Crucially, intent formalization is not restricted to verification-aware languages—tests and code contracts apply to any mainstream language (Python, Java, C++, Rust). Verification-aware languages such as Dafny and Verus can offer stronger guarantees through machine-checked proofs, and domain-specific languages go further still—serving as complete specifications from which correct code is synthesized automatically. The first two levels of the spectrum, however, are language-agnostic and immediately deployable.

Tests and code contracts can be checked dynamically—by running the program. Logical contracts require static verification via a program verifier, offering stronger guarantees but demanding more sophisticated specifications and tooling. DSLs occupy the far end of the spectrum: the specification is complete enough that correct code is synthesized automatically via verified compilation (Section 3.4). A key insight is that these levels are not alternatives—they are complementary, and progress at any level enables progress at the others. For instance, tests can validate postconditions, postconditions can guide invariant discovery, and invariants can anchor full proofs. Intent formalization is not just limited to code generation. Even a test oracle—the expected output for a single test input—is an instance of intent formalization [7].

Two important distinctions. Not autoformalization. Intent formalization is distinct from autoformalization—the translation of complete natural language specifications into formal logic [8]. Autoformalization seeks full fidelity to a complete source text; intent formalization offers a cost-effective spectrum—from disambiguating the most ambiguity-prone properties of an inherently incomplete NL prompt to domain-specific languages from which correct code is synthesized automatically.
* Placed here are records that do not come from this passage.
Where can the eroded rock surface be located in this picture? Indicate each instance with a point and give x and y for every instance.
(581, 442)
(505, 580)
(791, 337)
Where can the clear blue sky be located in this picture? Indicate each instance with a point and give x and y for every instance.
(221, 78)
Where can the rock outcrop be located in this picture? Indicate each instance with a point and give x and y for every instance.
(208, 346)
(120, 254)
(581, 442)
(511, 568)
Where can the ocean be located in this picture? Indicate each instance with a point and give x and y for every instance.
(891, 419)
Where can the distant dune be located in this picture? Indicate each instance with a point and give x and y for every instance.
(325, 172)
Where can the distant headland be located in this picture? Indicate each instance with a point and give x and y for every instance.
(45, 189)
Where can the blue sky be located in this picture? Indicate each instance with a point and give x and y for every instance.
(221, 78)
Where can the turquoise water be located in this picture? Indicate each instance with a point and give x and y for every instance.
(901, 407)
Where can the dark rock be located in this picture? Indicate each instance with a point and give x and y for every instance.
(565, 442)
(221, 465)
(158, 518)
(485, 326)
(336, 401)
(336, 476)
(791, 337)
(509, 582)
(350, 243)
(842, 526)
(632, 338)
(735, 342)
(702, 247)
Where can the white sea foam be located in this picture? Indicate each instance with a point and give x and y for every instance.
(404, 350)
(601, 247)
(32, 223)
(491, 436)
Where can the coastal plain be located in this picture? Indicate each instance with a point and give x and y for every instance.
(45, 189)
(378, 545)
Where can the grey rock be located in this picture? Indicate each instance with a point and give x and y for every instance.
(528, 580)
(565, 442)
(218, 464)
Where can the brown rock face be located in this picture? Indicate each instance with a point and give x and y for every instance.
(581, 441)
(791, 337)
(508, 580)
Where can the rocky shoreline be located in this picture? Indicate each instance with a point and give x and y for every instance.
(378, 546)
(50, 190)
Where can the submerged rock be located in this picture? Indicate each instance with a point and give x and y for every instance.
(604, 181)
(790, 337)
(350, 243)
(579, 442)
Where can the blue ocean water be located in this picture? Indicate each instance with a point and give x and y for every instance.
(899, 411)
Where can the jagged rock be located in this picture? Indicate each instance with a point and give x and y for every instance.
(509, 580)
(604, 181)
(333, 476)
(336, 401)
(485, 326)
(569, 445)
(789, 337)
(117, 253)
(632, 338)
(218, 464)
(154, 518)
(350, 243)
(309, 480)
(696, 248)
Complementary to spec-driven development. Tools like GitHub Spec Kit [9] structure AI coding around natural language requirements, improving traceability. But these specifications remain informal and uncheckable. Intent formalization closes this gap by producing formal, checkable specifications that can be mechanically verified against generated code.

2.1 Specifications vs. Verification

It is important to distinguish specifications from verification. Specifications describe what the code should do; verification checks that the code actually does it.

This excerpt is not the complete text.